Virsec Security Research Lab Vulnerability Analysis
The Virsec Security Research Lab provides detailed analysis on recent and notable security vulnerabilities.
IBM WebSphere Application Server 7.0, 8.0, 8.5, and 9.0 allow a remote attacker to execute arbitrary code on the system with a specially crafted sequence of serialized objects from untrusted sources. The vulnerability exists due to insecure input validation when processing serialized data. A remote attacker can pass specially crafted data to the application and execute arbitrary code on the target system. The vulnerability only occurs if an undocumented customization has been applied by an administrator.
Watch the video to learn more about this and other important vulnerabilities.
The CVSS Base Score is 9.8 (Critical)
IBM WebSphere Application Server 7.0, 8.0, 8.5, and 9.0.
As per IBM, this vulnerability was reported to IBM by Kylinking of NSFOCUS Security Team.
IBM WebSphere Application Server is a set of Java-based tools designed for network administrators, web developers, and software engineers. It enables users to develop and host Java-based web applications, build and manage websites, and manage multiple technologies in a single interface. As per HG Insights, WebSphere is been used in various industries like Banking, Health, Software manufacturers, etc. for high traffic. Based on link, below is the adoption graph by industry, most the companies with high traffic uses WebSphere.
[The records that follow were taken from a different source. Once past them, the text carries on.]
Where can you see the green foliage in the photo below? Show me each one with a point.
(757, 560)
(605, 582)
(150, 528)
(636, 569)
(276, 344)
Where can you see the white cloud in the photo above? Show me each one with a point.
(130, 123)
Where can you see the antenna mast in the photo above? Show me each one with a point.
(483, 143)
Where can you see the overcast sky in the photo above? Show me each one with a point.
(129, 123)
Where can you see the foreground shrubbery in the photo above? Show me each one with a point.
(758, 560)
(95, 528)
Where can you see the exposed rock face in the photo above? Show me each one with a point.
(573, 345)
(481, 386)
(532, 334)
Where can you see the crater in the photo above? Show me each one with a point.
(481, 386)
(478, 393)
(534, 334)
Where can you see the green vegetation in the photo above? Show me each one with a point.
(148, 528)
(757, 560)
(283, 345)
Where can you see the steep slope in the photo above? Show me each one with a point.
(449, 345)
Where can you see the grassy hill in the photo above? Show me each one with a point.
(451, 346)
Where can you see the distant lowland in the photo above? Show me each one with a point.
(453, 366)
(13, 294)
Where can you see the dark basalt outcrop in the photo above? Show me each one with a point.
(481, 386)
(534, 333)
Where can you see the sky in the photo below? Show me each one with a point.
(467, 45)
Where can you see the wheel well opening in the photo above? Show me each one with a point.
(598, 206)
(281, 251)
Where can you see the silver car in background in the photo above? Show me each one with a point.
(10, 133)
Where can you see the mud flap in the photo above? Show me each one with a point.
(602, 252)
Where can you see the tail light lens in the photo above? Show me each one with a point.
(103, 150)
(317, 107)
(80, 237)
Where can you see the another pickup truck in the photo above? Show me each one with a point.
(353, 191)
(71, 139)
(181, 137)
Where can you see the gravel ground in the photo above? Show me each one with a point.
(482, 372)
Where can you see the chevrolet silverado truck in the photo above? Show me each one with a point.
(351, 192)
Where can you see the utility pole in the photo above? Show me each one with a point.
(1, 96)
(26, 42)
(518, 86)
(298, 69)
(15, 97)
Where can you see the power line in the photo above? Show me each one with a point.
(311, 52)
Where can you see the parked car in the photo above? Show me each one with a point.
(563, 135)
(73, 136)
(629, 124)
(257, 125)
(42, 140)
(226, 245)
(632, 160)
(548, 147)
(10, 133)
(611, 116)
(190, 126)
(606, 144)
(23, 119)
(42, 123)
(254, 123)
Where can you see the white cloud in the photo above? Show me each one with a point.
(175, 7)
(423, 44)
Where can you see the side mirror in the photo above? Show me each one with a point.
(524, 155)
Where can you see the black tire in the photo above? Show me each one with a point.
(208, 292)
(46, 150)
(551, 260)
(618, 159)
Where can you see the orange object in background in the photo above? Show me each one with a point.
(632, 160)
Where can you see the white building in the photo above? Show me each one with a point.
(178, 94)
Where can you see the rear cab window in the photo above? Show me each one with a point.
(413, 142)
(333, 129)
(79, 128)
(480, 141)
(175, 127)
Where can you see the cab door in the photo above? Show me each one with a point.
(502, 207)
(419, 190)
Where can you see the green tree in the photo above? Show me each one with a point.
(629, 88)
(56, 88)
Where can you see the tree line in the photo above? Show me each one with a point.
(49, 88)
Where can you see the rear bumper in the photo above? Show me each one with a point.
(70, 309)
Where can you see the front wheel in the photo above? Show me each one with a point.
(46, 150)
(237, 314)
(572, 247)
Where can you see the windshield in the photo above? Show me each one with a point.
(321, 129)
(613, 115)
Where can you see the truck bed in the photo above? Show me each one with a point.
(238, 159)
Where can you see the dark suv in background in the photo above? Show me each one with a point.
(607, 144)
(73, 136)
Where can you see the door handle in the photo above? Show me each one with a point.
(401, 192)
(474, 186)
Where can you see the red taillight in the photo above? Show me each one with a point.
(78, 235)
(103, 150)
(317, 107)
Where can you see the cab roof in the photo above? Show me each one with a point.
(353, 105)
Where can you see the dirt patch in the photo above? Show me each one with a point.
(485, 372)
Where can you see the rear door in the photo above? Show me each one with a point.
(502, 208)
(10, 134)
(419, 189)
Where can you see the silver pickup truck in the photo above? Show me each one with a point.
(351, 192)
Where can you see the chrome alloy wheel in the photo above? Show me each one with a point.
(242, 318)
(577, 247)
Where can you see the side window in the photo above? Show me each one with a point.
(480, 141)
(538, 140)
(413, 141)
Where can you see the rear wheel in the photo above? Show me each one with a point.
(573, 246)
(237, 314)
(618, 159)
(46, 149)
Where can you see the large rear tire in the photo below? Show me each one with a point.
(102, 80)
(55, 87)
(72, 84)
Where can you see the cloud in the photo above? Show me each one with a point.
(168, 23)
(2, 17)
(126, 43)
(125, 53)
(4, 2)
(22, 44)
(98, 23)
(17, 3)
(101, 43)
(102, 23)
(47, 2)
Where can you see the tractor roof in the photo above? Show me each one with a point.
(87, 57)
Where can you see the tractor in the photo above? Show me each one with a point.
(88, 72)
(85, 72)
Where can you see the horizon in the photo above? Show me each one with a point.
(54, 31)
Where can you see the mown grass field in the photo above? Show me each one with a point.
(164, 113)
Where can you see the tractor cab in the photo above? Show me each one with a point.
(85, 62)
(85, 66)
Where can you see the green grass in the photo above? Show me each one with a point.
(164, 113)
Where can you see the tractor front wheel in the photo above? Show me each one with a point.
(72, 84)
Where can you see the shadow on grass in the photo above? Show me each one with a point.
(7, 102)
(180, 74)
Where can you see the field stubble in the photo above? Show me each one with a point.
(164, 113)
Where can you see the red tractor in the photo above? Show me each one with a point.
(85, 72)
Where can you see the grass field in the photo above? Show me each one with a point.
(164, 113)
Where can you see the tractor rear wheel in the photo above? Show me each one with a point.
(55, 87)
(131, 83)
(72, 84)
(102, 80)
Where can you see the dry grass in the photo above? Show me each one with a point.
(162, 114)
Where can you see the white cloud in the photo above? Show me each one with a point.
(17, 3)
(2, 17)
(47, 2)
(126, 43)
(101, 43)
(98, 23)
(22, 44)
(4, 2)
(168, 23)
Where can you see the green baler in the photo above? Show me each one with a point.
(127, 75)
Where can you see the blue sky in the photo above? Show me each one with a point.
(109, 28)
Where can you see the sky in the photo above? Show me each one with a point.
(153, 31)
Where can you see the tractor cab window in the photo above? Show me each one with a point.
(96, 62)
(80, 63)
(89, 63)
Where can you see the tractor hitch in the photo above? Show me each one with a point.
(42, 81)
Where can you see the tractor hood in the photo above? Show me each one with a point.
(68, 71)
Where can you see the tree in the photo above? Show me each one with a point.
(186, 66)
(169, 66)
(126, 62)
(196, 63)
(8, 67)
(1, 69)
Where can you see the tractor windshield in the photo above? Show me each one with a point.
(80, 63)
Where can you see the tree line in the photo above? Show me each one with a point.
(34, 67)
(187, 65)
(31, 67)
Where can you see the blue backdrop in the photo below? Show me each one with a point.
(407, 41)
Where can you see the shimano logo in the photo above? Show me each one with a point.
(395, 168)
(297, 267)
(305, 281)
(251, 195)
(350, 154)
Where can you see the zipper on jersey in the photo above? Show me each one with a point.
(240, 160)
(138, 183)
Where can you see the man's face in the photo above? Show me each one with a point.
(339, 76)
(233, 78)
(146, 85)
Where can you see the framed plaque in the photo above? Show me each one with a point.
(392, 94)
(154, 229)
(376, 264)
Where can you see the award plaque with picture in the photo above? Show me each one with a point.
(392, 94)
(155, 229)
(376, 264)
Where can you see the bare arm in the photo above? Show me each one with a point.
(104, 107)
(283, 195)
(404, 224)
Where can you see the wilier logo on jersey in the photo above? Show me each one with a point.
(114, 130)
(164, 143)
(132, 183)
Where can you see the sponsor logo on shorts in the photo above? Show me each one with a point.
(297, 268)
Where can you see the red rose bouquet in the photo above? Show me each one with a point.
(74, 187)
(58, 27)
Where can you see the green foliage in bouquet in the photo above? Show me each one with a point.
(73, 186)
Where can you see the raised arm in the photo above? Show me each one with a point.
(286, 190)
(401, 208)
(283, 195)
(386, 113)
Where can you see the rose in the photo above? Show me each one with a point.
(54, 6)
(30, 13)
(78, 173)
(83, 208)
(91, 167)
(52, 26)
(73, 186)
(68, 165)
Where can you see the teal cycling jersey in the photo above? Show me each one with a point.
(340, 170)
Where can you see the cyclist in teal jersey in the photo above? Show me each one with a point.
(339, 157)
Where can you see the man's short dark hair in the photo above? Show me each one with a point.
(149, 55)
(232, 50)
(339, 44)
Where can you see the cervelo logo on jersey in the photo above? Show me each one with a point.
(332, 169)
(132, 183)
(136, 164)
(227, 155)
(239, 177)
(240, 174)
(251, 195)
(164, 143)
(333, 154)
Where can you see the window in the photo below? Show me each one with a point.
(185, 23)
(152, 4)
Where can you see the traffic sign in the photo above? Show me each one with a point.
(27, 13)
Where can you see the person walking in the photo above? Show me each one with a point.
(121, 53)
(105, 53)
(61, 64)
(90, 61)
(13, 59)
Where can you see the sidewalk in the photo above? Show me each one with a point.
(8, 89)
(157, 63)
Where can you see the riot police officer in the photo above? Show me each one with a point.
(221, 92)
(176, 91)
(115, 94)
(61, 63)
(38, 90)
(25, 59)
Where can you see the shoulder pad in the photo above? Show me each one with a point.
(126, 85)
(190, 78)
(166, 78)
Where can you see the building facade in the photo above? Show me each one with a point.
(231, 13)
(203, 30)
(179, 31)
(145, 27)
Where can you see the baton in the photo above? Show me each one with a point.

Successful exploitation of this vulnerability may result in complete compromise of vulnerable system. This is going to have an impact on confidentiality, integrity, and availability of these critical machines. No publicly available exploits are available for this vulnerability.
Virsec Security Platform (VSP) Support
VSP-Host monitors processes that are spawned which are not part of a set of whitelisted process. Any attempt to execute new command or unknown binary would be denied by VSP-Host’s Process Monitoring capability.